= The Old World Landowners =

1835 short story by Nikolai Gogol

"The Old World Landowners" (Старосветские помещики) is a short story written in 1835 by Nikolai Gogol. It is the first tale in the Mirgorod collection. A bittersweet and ironic reworking of the Baucis and Philemon legend from Ovid's Metamorphoses, it is a simple story that represents the mature Gogol and hints at his later works.

==Plot==
Gogol opens by providing a romantic description of landowners in the countryside, giving particular attention to minute details. The two landowners, Afanasy Ivanovich Tovstogub and Pulkheriya Ivanovna Tovstogubikha live peacefully together in a remote village. The descriptions of them fit into the Slavophile tradition, comparing them strikingly against urban Little Russians (Ukrainians), particularly in Saint Petersburg, who are referred to as "paltry contemptible creatures" (because they acquire wealth dishonorably and conceal their descent by changing their last names to sound like Great Russians).

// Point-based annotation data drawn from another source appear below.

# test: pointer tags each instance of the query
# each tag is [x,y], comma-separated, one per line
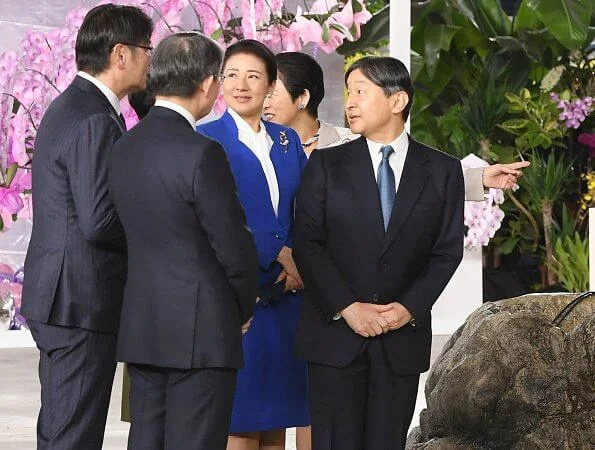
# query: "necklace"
[310,141]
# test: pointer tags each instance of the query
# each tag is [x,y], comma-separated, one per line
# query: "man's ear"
[399,101]
[304,98]
[119,56]
[205,86]
[272,87]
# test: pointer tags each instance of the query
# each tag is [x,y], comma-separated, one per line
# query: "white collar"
[111,97]
[179,109]
[243,126]
[398,145]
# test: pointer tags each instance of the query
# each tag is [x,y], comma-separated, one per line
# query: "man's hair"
[141,102]
[181,62]
[388,73]
[104,27]
[255,48]
[299,72]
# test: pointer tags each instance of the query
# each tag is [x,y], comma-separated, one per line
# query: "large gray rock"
[509,379]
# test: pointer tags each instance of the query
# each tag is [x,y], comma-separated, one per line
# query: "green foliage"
[571,262]
[547,179]
[536,123]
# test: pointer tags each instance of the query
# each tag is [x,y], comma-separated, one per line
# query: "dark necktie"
[386,185]
[123,121]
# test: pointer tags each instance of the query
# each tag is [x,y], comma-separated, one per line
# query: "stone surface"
[509,379]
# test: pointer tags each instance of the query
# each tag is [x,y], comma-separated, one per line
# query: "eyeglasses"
[148,48]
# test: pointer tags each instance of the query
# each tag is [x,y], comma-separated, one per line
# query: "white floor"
[19,398]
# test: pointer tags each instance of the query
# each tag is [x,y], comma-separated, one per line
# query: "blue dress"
[271,391]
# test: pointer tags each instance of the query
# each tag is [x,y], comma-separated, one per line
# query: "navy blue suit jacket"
[76,263]
[344,254]
[192,272]
[270,232]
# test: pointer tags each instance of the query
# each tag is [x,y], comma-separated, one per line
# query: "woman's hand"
[290,272]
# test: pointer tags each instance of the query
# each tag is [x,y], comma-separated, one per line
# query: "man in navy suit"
[193,269]
[76,262]
[379,233]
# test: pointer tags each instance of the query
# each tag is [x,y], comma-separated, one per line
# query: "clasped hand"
[369,320]
[290,274]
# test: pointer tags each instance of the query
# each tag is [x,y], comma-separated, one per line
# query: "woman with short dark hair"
[267,161]
[295,100]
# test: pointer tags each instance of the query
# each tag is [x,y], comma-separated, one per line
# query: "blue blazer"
[270,232]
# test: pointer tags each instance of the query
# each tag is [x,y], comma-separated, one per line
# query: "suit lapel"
[237,145]
[413,180]
[361,173]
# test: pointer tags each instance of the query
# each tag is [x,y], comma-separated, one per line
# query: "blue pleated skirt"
[271,391]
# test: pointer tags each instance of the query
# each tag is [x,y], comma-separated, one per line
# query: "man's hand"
[503,176]
[366,319]
[291,284]
[397,316]
[246,326]
[285,258]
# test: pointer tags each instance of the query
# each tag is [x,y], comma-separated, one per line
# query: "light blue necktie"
[386,185]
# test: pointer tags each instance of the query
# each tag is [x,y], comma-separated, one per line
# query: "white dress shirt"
[179,109]
[260,143]
[112,98]
[396,159]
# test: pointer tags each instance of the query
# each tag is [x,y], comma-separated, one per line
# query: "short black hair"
[181,62]
[388,73]
[104,27]
[141,102]
[299,72]
[255,48]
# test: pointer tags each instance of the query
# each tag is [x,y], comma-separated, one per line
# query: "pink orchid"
[10,200]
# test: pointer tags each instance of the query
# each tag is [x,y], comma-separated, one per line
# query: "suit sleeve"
[474,191]
[446,255]
[87,163]
[321,275]
[221,215]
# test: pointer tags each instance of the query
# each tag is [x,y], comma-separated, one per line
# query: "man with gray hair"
[192,264]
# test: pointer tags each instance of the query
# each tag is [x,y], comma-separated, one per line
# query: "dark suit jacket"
[192,263]
[76,264]
[344,255]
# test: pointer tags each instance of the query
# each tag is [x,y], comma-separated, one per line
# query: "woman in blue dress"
[267,161]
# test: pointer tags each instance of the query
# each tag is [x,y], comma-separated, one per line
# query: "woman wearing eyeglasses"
[267,161]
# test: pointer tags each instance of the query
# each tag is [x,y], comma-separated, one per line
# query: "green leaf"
[509,43]
[488,15]
[515,124]
[417,64]
[506,247]
[525,18]
[10,173]
[567,20]
[436,38]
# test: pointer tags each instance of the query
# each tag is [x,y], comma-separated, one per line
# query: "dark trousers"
[174,409]
[76,372]
[363,406]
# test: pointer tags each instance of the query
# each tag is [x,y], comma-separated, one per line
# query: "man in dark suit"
[192,263]
[76,263]
[379,233]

The two old landowners live in peace, with a mutual love that brings a sense of sympathy. The bulk of the opening focuses on their day-to-day lives, eating jelly, making jokes and so forth. Eventually, Gogol introduces Pulkheriya’s grey cat, which Afanasy jokes about, wondering why anyone would waste time with such a creature. The cat is introduced with a sense of foreboding, with Gogol commenting that little things can affect the stability of the strongest realities ("a melancholy incident that transformed forever the life of that peaceful nook").

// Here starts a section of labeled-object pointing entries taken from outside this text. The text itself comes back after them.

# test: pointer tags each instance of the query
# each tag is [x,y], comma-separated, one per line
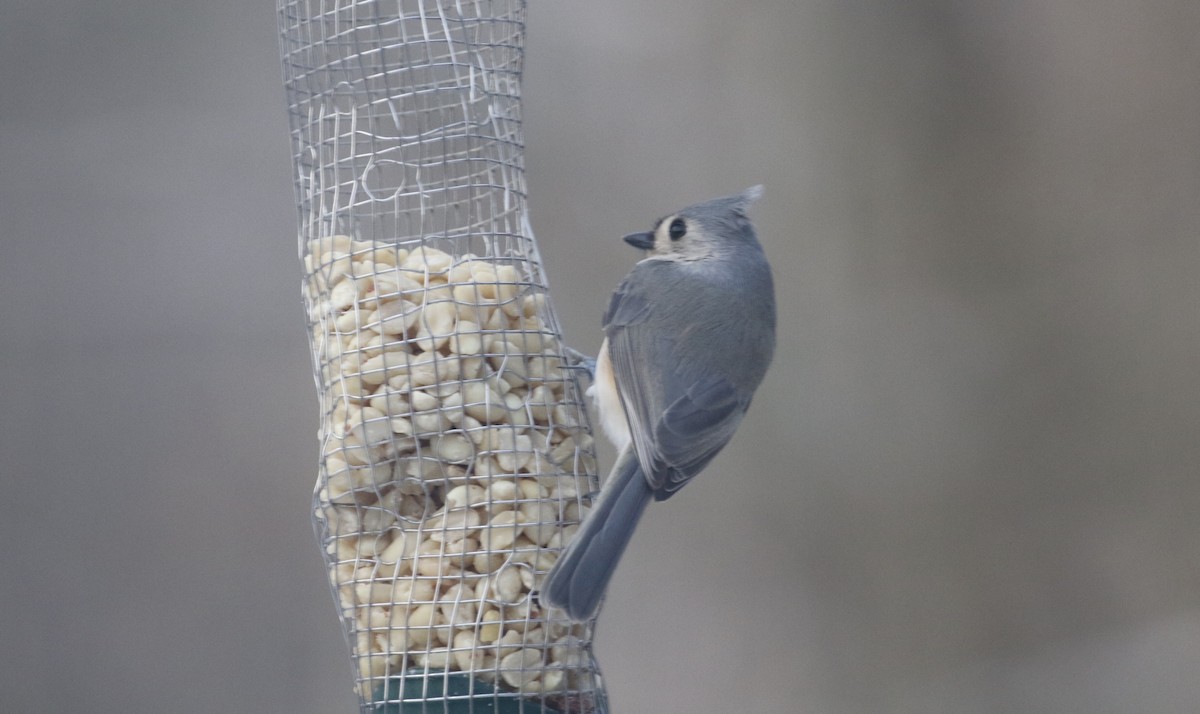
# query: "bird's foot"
[577,359]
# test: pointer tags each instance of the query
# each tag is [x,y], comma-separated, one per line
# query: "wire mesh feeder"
[455,454]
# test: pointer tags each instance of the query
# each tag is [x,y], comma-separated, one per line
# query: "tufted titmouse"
[688,337]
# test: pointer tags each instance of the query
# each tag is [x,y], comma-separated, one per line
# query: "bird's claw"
[577,359]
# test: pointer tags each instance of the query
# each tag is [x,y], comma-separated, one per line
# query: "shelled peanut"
[453,467]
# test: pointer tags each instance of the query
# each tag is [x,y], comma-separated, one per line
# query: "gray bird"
[688,337]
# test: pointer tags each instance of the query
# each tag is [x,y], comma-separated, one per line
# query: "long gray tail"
[580,577]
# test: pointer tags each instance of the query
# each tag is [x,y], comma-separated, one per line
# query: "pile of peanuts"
[454,463]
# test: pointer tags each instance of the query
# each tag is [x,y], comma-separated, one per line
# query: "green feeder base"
[453,693]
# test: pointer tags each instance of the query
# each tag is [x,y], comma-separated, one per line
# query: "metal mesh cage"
[455,454]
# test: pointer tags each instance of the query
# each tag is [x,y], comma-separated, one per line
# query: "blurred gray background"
[969,485]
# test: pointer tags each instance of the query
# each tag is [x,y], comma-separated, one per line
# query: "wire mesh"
[456,459]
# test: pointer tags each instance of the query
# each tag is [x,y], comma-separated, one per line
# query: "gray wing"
[681,414]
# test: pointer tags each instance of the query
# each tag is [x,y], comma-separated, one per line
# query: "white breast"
[604,393]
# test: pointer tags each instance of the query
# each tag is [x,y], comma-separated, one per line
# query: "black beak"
[641,240]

The cat gets away at one point, and Pulkheriya finds it shortly thereafter in a feral state. Though it comes back to her and goes inside the house to be fed, the cat seems strangely different and eventually flees the house to never return. Pulkheriya then sinks into thought, believing that death will soon come for her. She grows ill and weary and dies, leaving Afanasy alone. He progressively breaks down, disturbed by the smallest things for they remind him of Pulkheriya. The entire area he had control over slowly becomes more degraded as his condition worsens, and he himself dies after he believes he hears her calling to him outside.

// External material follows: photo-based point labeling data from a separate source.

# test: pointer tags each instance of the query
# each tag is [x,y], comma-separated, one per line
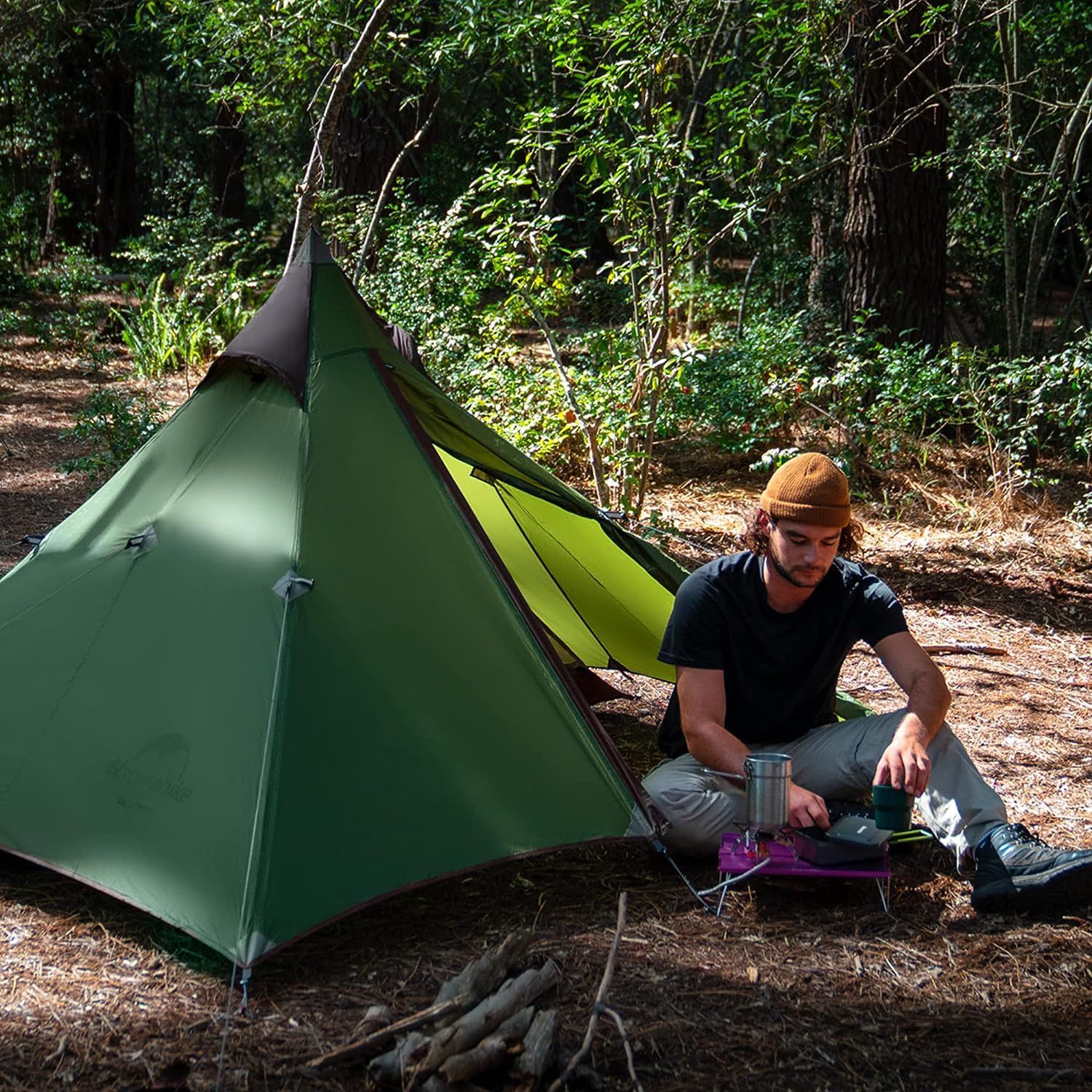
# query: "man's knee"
[698,810]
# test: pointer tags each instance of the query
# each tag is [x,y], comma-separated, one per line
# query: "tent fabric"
[248,762]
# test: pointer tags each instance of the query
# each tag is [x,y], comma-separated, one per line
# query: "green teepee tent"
[308,646]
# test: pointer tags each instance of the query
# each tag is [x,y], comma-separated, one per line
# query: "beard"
[799,577]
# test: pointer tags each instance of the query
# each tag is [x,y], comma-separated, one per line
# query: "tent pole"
[636,788]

A distant kinsman from an unknown location, who was a lieutenant, takes over control of the estate, and soon everything falls into ruin. He puts the estate under the care of a board of trustees, bringing things like a fine English sickle to clear the area, and the huts on the property soon fall down, leaving some peasants drunken and hopeless and others to run away to find better lives. The new owner rarely visits the estate, and the story ends commenting on his visits to local markets to buy nothing over a ruble in price.